Abstract
Purpose:
Diffusion weighted imaging (DWI) is sensitive to head movements, which may cause signal losses due to motion-induced gradient imbalances. Prospective motion correction using fast optical tracking can attenuate these artifacts. Approaches include quasi-continuous updates of gradients and RF pulses or dynamically applying a rebalancing gradient to restore the gradient balance, but these prior methods used bipolar diffusion gradients. The goal of this project was to develop and evaluate a motion-insensitive implementation for the more common monopolar diffusion sequence.
Methods:
A mono-polar diffusion sequence was developed with motion updates prior to each RF pulse and each diffusion weighting gradient. The sequence was tested in a phantom and human brain, at b=1000s/mm2 and rotational velocities up to 20°/s.
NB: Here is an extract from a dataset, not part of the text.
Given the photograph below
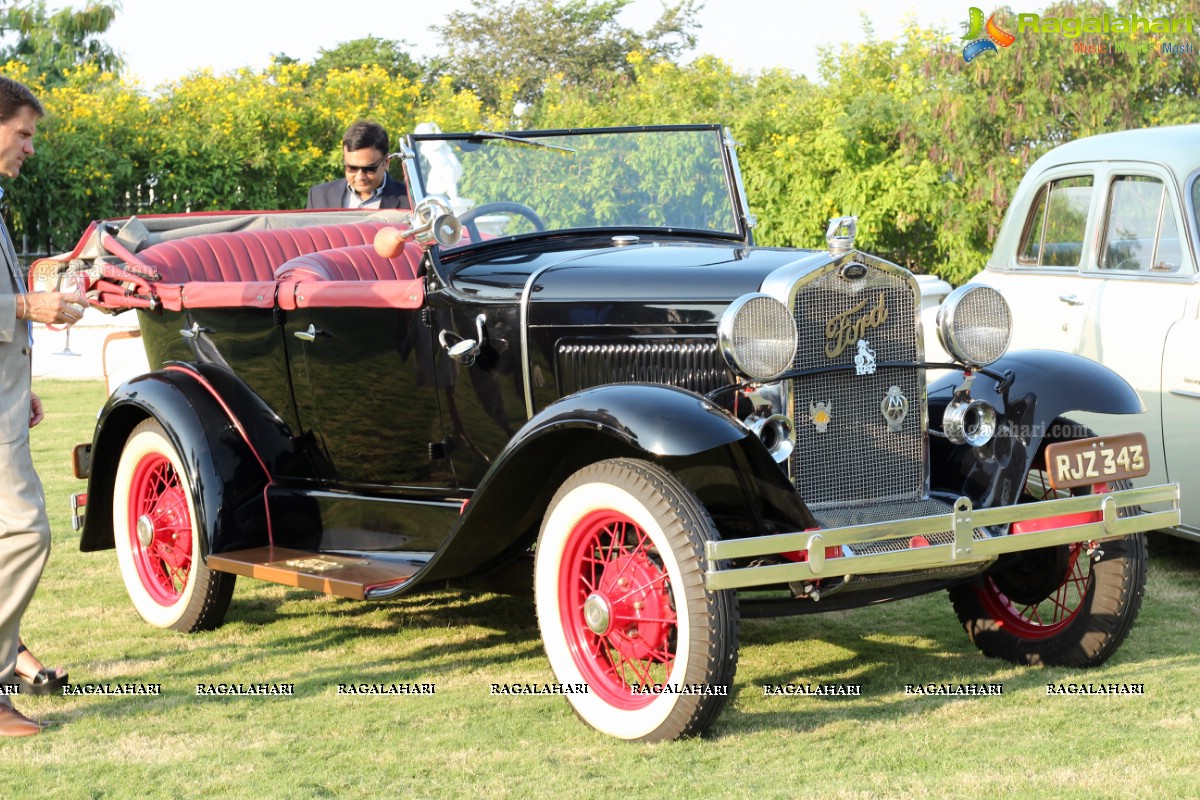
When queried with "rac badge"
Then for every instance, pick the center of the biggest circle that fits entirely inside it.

Motion sensitivity, signal losses, and in vivo image profiles were compared between scans with and without intra-sequence motion updates.
Results:
With typical motion parameters, intra-sequence motion updates with optimal parameters reduced the motion-sensitivity of DWI (motion-induced gradient moment imbalance) 7-fold. Optimal results were achieved by matching the echo time of the pulse sequence to an even multiple of the tracking system frame-to-frame period. Average signal losses and the frequency of signal dropouts in phantom and in vivo measurements were reduced when intra-sequence updates were enabled, and quality measures of DTI analyses were improved.
Conclusion:
A correction scheme for the monopolar DWI sequence can reduce the motion-sensitivity of brain DWI up to 7-fold compared to an implementation without intra-sequence updates.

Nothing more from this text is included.